Another update of my progress.
I can now create a validating parser, i.e. one that checks that a
document conforms to the specs while it parses its content.
At the moment the validation is restricted to complex types (as opposed
to simple types and attributes) but I think that is the hardest part.
One NFA (nondeterministic finite automaton) is created for each complex
type and one for the top level elements. The NFAs are then converted
into equivalent DFAs (deterministic FAs) and finally minimized (via the
Hopcroft algorithm). The minimization step became necessary when I
added support for the 'all' schema element which states that its
children each occur once in arbitrary order. Recognizing this with an FA
leads to enumerate all permutations of the children. With n children
there are n! permutations. Luckily the 'all' element is used only once
and then only for 7 children (7! = 5040).
Here are some numbers:
The 1st and 4th edition of the ECMA376 specification (1st edition is
what is used by MS Office, 4th edition is equivalent to the ISO
standard) have 40 schema files.
These contain 1917 complex types and 781 simple types.

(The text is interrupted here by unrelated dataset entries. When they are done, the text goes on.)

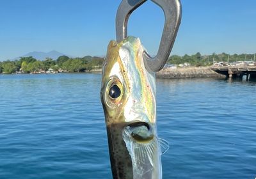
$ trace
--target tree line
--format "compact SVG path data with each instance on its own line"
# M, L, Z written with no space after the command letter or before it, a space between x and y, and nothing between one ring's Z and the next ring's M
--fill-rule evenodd
M19 60L0 61L0 74L12 74L17 72L22 73L36 73L45 72L51 68L53 71L67 72L81 72L90 71L95 68L101 68L103 58L84 56L83 58L69 58L66 56L60 56L56 60L46 58L39 61L29 57L21 57ZM172 55L167 61L167 64L179 65L189 63L193 66L211 66L214 62L236 62L255 59L255 54L229 55L226 53L211 55L195 54L184 56Z
M211 55L201 55L200 52L195 54L184 56L173 55L170 56L167 61L168 64L184 64L185 63L189 63L191 66L211 66L214 62L226 62L232 63L241 61L253 61L255 59L255 54L232 54L226 53L216 54L213 53Z
M101 68L103 59L90 56L74 58L62 56L56 60L47 58L44 61L39 61L31 56L20 57L19 60L0 61L0 74L45 72L50 68L54 72L90 71L94 68Z

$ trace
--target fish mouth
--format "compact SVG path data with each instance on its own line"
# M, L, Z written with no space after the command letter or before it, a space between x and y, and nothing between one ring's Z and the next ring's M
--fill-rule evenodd
M152 126L143 121L130 123L125 127L125 130L138 143L148 143L154 137Z

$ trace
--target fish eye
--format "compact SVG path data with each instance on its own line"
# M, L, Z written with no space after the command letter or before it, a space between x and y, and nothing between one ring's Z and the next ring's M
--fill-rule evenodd
M110 88L108 95L112 98L116 99L121 95L121 90L116 84L115 84Z

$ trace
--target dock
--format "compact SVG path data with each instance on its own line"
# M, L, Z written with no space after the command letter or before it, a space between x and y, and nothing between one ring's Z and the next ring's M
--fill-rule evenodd
M256 79L256 66L212 66L211 70L222 75L225 75L227 78L243 78L246 76L246 80L250 79Z

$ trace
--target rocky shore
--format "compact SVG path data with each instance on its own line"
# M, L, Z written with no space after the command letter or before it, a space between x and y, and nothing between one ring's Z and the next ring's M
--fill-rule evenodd
M184 79L214 77L225 78L225 75L218 74L206 67L165 68L156 74L156 77L162 79Z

Used are 1851 complex types and 727 simple types (have to check if there
are really unused complex types or if my optimization is broken).
The nonvalidating parser has 1853 states and 6987 transitions.
The validating parser has 129530 states and 43512 transitions after
creating the NFAs.
After conversion to DFAs there remain 20999 states and 73772 transitions.
After minimization there are 6097 states and 34286 transitions.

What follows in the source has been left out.